TomCat And Other Rodent Glue Traps And Wildlife – What To Do When The Two Of Them Meet
Ron Hines DVM PhD
The only products I know of that appear safe to use on animals to remove glue trap glues are the citrus oil product pictured, olive oil and Dawn® dishwashing liquid. Don’t use any of the other products you see in these photographs or mentioned in this article. All vegetable and mineral oily products or soap/detergent residue used must be completely removed before a bird can return to normal flight.
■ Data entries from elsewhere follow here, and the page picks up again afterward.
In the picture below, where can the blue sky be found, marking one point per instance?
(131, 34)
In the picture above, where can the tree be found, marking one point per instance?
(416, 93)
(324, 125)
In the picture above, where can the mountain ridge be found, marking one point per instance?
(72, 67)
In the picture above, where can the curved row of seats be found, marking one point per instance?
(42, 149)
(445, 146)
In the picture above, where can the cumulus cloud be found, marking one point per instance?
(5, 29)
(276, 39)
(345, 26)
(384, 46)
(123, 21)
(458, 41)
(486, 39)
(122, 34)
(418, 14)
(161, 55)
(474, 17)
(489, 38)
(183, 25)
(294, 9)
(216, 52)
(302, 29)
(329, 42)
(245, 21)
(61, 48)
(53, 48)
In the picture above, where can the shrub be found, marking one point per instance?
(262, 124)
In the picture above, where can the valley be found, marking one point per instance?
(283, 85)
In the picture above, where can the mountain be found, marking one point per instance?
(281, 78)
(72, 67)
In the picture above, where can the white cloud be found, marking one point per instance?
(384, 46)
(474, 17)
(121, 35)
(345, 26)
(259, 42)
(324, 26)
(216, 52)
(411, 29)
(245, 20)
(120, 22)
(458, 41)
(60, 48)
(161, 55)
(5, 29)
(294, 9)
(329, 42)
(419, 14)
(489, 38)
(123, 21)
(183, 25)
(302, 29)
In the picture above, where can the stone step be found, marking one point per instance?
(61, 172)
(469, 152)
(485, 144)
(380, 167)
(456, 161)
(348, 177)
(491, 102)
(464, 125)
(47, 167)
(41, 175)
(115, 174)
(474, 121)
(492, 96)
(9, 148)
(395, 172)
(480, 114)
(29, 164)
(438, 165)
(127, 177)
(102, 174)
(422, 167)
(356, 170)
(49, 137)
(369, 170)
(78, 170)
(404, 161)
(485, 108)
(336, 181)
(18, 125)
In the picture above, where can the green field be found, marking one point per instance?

After such treatments, a bird’s feathers have lost their natural waterproofing properties. waterbirds will sink and songbirds will chill. Those natural avian oils take time to replace. RSH
A few weeks ago, a couple arrived at my house with a screech owl in a pet carrier. They had a mouse problem at their home, went to Walmart, bought some TomCat glue boards and set them up on their outside patio. They didn’t want their indoor dog or toddlers to get stuck in them. Well, the following morning they had caught a mouse. However, a screech owl got up before them, spied the mouse and got its wings tangled in the sticky glue as well. Some of the glue they had removed with Dawn™ dishwashing detergent before they brought it to me. But the wing feathers were still sticky – certainly too gummy for the owl to successfully hunt. I called the Company, and they suggested that repeated applications of olive oil followed by Dawn™ dishwashing detergent would remove the glue residue. This screech owl only weighed 5 ounces. It collapsed from stress during the process and I thought that at one point I might lose it.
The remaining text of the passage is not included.